The Packers (13-4) improved to 13-0 at home in the NFL playoffs. Their last postseason appearance was a wild-card loss at San Francisco in 1998.
The 49ers, who also returned to the playoffs for the first time since '98, finished 12-5.
For a time, the Niners made Sherman pay for his questionable decision to go for a 2-point conversion that failed with Green Bay ahead 15-7.
``I felt very confident in our two-point play,'' Sherman explained. ``I was thinking about going ahead by 10 points.''
The Niners tied it at 15 on Tai Streets' 14-yard touchdown and his wide-open catch on the two-point conversion with 12 minutes left.
Ryan Longwell, who had his first extra point blocked in the first quarter, kicked a 45-yard field goal with 7:02 left for an 18-15 lead.
The Niners reached the Green Bay 28 on their next drive before Williams' interception.

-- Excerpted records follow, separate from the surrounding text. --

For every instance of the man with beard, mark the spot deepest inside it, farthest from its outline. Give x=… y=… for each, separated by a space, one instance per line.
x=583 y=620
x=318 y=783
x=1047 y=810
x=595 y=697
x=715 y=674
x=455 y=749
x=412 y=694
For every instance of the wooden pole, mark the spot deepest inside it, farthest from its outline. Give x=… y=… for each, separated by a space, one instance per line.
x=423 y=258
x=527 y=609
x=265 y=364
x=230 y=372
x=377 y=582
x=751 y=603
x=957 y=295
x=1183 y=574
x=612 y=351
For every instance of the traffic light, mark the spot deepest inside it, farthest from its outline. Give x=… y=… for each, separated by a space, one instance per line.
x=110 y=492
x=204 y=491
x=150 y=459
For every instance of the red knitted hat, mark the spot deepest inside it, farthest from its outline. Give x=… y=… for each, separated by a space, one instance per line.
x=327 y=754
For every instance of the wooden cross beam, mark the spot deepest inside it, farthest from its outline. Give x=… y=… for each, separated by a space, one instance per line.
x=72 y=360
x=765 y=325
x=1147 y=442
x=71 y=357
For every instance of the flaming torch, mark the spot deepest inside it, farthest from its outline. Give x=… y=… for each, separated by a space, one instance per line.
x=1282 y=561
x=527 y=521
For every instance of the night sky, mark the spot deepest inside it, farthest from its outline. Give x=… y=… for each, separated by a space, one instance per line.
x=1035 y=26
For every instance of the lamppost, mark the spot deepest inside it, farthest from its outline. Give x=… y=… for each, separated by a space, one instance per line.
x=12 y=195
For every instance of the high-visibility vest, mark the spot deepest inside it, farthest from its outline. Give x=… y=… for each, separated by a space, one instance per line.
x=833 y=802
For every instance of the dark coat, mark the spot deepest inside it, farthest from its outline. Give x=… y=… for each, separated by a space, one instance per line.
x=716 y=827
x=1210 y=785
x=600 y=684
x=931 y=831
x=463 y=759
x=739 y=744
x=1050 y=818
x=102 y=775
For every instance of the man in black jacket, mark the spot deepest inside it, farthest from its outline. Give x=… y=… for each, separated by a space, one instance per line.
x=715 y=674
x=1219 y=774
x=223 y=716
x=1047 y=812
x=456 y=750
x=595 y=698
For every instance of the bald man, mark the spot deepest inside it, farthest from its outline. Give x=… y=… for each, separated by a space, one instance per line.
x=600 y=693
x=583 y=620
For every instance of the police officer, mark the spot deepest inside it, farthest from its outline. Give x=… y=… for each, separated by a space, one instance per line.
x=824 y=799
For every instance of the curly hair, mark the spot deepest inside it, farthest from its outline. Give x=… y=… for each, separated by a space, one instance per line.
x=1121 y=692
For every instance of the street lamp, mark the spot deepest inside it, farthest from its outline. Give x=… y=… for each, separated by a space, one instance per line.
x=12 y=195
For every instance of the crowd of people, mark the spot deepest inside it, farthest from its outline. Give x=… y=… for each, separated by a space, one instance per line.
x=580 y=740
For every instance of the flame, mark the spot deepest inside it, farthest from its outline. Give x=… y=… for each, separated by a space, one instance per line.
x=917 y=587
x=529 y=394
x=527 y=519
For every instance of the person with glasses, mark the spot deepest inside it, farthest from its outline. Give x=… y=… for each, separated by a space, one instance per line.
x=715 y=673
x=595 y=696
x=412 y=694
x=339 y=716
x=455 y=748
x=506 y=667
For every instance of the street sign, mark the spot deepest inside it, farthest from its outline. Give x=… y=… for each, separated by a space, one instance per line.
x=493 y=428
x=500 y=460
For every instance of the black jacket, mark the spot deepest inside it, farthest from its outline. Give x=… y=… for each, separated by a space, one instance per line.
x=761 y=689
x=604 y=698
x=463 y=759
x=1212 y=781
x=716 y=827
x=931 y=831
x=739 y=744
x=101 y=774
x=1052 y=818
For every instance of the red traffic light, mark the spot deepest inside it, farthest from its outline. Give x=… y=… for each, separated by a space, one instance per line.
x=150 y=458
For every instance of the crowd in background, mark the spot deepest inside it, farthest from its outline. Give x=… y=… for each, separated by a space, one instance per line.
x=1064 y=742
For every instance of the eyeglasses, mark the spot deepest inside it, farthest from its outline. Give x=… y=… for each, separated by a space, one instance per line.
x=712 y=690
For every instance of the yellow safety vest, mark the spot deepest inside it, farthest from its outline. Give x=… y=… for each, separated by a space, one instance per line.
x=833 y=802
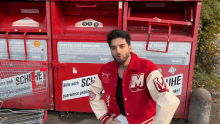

The Packers, who surrendered an average of 170 yards rushing the last four weeks _ all to non-playoff teams _ shored up their run defense with linebacker Nate Wayne (back) and nose tackle Gilbert Brown (foot) returning to health.
Brown set the tone on the first play from scrimmage when he dumped Garcia for a 4-yard sack, his first since 1997.
``I forgot how that felt,'' said Brown, who was out of football last year before losing 100 pounds and ``trimming'' down to 339.
The 49ers ran for just 71 yards, and comeback player of the year Garrison Hearst finished with just 42 yards on 13 carries.
After Ryan's 26-yarder gave Green Bay a 9-7 lead, Favre hit Franks with the 19-yard touchdown pass with 3:26 left in the third quarter, one play after Bradford's 51-yard catch.
That made it 15-7, but instead of sending out Longwell, Sherman went for 2, and it failed when Donald Driver was tackled shy of the end zone after a reception.
That made it a one-possession game, and the 49ers quickly made Sherman pay when Garcia (22-of-32 for 233 yards) drove San Francisco 61 yards in six plays for the tying touchdown and two-point conversion.
The 49ers took a 7-6 halftime lead when Hearst scored from the 2 with 11 seconds left in the half, capping a 15-play, 86-yard drive.
The drive was the 49ers' longest in the postseason since a 17-play drive against Dallas in the NFC championship game on Jan. 23, 1994.
In his first game since undergoing arthroscopic knee surgery after Thanksgiving, Allen Rossum returned a punt 35 yards, setting up Green Bay's 40-yard touchdown drive that Favre capped with a 5-yard toss to Antonio Freeman.
But Dana Stubblefield beat Chad Clifton to block Longwell's extra point.
The Packers returned the favor in the second quarter when Cletidus Hunt blocked a 34-yard field-goal attempt by Jose Cortez.